AccessCheck uses the same auth_header and token_source/auth_token settings as telemetry. The request body includes client_side_only = true because the SDK is an early-rejection UX layer; trusted ban enforcement belongs on the studio/game backend.

[BanEnforcement]

This section is guidance for the studio, not a magic client-side ban system. Reliable enforcement belongs on the trusted game or studio server.

KeyMeaning
server_side_requiredDocuments that backend enforcement is required.
templateSuggested platform/backend model.
client_enforcementClient can perform access-check UX only.
verify_identity_server_sideIdentity must be verified server-side.
platform_ban_requests_from_client, steam_game_bans_from_backendDocument that platform ban actions should come from trusted backend processes, not the game client.

[ValueGuard]

KeyDefaultMeaning
enabled0Allows protected value checks when the game registers values. Default is off until integration work is done.
default_actionreportDefault local response: report, restore, or terminate.
report_min_severitymediumSeverity for protected value events.
max_tracked_values128Default integration limit.
sdk_api_required1Values must be registered at runtime.
api_styletyped_helpersUse typed helpers for u32, i32, and float.
supported_typesu32,i32,floatCurrent supported guarded value types.
legit_write_modelwrite_through_setterPreferred model for legitimate gameplay writes.
direct_write_fallbacknote_legitLegacy fallback after direct writes.
telemetry_event0Emit protected value events when telemetry is enabled and the event category is enabled.

[SaveGameProtection]

This section controls the cooperative save API. The game still owns serialization, file naming, backup behavior, and load UX.

KeyDefaultMeaning
enabled1Allows AC_ProtectSaveBuffer/File and AC_VerifySaveBuffer/File to run.
modesign_and_obfuscateDocumentation value for the generated config. Current runtime signs the envelope and can obfuscate the payload.
obfuscate_payload1Stores protected payload bytes in a non-plain form. Integrity comes from signing, not obfuscation alone.
tamper_severityhighSeverity used when verification fails and telemetry is enabled.
max_save_bytes1048576Maximum plain save payload size accepted by the API.
on_tamperreject_loadGuidance for the wrapper/game. The API returns an error; the game decides the player-facing recovery path.
context_bindinggame_id,player_id,slot,schemaRecommended context fields to include in the string passed to protect and verify.
telemetry_event1Send savegame_integrity events when telemetry is enabled and verification fails.
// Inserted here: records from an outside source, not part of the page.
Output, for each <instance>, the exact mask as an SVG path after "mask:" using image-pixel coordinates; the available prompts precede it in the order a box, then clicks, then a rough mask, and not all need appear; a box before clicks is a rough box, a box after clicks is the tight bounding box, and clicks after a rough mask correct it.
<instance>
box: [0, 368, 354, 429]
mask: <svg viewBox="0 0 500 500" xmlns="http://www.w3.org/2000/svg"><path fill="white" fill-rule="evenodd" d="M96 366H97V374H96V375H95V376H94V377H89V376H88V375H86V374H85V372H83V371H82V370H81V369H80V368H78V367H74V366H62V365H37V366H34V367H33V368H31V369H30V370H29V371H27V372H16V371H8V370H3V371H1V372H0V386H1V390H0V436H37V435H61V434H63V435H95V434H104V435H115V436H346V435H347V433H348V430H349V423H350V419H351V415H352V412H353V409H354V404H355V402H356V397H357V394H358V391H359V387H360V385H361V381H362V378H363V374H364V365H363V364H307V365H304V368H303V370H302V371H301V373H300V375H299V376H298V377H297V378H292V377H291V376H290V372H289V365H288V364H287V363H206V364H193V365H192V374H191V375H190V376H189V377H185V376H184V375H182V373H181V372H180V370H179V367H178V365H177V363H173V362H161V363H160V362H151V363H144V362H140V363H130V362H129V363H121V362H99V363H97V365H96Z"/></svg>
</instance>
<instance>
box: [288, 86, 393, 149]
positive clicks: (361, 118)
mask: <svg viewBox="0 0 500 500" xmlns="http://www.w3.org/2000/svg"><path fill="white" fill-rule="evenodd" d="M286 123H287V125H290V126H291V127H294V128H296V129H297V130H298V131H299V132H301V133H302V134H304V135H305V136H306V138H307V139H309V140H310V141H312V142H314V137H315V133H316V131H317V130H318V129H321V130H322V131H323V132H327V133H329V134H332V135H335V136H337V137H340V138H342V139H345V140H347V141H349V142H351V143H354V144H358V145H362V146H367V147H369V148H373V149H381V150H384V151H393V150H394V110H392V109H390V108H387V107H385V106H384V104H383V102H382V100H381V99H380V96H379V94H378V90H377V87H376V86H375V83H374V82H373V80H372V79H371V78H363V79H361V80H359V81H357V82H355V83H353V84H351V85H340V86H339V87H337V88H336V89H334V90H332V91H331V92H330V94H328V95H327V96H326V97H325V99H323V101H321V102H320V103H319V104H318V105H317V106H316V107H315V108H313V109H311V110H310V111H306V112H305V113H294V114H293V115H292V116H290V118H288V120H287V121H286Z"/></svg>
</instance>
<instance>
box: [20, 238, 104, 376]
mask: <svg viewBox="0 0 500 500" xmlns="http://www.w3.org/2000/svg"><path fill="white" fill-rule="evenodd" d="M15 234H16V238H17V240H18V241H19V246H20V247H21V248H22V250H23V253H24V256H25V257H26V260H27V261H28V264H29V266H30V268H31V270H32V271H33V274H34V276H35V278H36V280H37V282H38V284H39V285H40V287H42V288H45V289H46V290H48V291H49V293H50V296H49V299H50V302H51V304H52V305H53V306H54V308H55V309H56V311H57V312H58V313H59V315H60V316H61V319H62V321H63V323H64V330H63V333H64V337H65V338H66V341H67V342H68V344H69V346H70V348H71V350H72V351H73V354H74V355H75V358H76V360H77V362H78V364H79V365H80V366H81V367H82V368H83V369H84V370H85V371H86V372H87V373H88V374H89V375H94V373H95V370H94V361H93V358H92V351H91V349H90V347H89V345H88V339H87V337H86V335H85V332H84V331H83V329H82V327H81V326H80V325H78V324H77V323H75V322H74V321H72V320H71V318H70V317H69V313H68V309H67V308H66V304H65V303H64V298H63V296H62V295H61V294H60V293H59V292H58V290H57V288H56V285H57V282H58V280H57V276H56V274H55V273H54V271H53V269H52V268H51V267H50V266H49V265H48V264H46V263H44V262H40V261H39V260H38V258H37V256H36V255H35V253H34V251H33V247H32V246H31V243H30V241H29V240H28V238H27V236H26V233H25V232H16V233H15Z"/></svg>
Use the same context string when saving and loading, for example player=studio-123;slot=campaign-1;schema=2. Treat failures as local save tamper/corruption evidence, not as standalone account-ban proof.

[ProtectedValues]

This section is documentation only. The Configurator writes examples such as float:player.health or i32:weapon.ammo so a developer can plan which values to register. The runtime does not discover values from this section.

ItemMeaning
Suggested examplesHuman-readable tags for values the game should register with AC_GuardFloat, AC_GuardI32, or AC_GuardU32.
Recommended API commentsReminder to use AC_SetGuarded* for legitimate writes and AC_NoteLegit* only as a fallback after legacy direct writes.
Avoid listPosition, velocity, or values changing every frame without a clear write path are poor ValueGuard targets.

[EventSchema]

This section is Configurator guidance for backend developers. The runtime does not read it. Treat the linked JSON Schemas as the real parser contract.

SchemaUse
telemetry-event.schema.jsonDetection telemetry POST body.
access-check-request.schema.jsonClient access-check POST body.
access-check-response.schema.jsonBackend response body consumed by the SDK.